Patients with a history of convulsions should be treated with caution.
• As with levodopa, periodic evaluation of hepatic, haematopoetic, cardiovascular and renal function are recommended during extended therapy.
• Patients with chronic wide-angle glaucoma may be treated cautiously with Dopicar, provided the intra- ocular pressure is well controlled and the patient monitored carefully for changes in intra-ocular pressure during therapy.
• If general anaesthesia is required, therapy with Dopicar may be continued for as long as the patient is permitted to take fluids and medication by mouth. If therapy has to be stopped temporarily, Dopicar may be restarted as soon as oral medication can be taken at the same daily dosage as before.
• Epidemiological studies have shown that patients with Parkinson's disease have a higher risk of developing melanoma than the general population (approximately 2-6 fold higher). It is unclear whether the increased risk observed was due to Parkinson's disease, or other factors such as drugs used to treat Parkinson's disease. Therefore, patients and providers are advised to monitor for melanomas on a regular basis when using Dopicar for any indication. Ideally, periodic skin examinations should be performed by appropriately qualified individuals (e.g., dermatologists).
Laboratory Tests
• Commonly, levels of blood urea nitrogen, creatinine, and uric acid are lower during administration of Dopicar than with levodopa. Transient abnormalities include elevated levels of blood urea, AST (SGOT), ALT (SGPT), LDH, bilirubin, and alkaline phosphatase.

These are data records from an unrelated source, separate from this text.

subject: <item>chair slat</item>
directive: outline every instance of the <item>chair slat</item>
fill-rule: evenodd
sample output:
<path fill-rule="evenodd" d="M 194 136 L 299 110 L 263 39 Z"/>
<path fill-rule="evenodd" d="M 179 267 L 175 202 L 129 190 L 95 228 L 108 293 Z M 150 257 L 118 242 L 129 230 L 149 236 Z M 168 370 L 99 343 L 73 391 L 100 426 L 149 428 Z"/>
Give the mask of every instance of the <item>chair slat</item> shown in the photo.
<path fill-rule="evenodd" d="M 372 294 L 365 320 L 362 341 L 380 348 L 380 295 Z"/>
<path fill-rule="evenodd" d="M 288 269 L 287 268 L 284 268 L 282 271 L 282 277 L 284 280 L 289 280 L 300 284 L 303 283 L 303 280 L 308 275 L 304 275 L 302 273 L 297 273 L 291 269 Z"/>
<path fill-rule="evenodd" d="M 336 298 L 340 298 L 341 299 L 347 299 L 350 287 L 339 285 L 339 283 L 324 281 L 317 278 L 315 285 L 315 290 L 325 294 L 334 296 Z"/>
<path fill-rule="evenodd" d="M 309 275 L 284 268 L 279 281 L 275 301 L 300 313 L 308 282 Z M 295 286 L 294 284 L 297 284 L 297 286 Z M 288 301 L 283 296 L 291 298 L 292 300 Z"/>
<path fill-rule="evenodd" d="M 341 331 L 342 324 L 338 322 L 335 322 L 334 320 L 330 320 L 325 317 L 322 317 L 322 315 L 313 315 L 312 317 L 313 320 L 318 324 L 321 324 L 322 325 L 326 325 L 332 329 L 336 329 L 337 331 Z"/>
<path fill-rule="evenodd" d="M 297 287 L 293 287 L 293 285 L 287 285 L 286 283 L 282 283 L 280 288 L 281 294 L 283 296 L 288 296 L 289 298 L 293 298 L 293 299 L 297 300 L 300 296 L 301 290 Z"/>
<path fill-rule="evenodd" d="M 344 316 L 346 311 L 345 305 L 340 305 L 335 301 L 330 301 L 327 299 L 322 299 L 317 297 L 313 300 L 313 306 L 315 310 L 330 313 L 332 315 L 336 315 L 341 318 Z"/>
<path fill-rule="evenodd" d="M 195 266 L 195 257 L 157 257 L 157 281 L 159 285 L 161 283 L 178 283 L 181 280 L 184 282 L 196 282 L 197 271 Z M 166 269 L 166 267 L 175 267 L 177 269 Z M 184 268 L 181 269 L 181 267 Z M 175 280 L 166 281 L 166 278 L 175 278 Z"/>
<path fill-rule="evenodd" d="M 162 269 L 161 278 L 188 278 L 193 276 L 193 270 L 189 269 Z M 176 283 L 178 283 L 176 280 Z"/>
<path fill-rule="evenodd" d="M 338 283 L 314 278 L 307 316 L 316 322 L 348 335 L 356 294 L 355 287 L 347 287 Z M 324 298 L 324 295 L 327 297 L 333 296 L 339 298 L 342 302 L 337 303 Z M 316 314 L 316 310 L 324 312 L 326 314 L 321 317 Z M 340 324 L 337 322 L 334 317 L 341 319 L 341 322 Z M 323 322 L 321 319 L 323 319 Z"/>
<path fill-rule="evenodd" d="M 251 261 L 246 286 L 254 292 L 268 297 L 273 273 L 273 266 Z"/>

• Decreased haemoglobin, haematocrit, elevated serum glucose and white blood cells, bacteria and blood in the urine have been reported.
• Positive Coombs’ tests have been reported, both with Dopicar and levodopa alone.
• 'Dopicar may cause a false positive result when a dipstick is used to test for urinary ketone; and this reaction is not altered by boiling the urine. The use of glucose oxidase methods may give false negative results for glycosuria.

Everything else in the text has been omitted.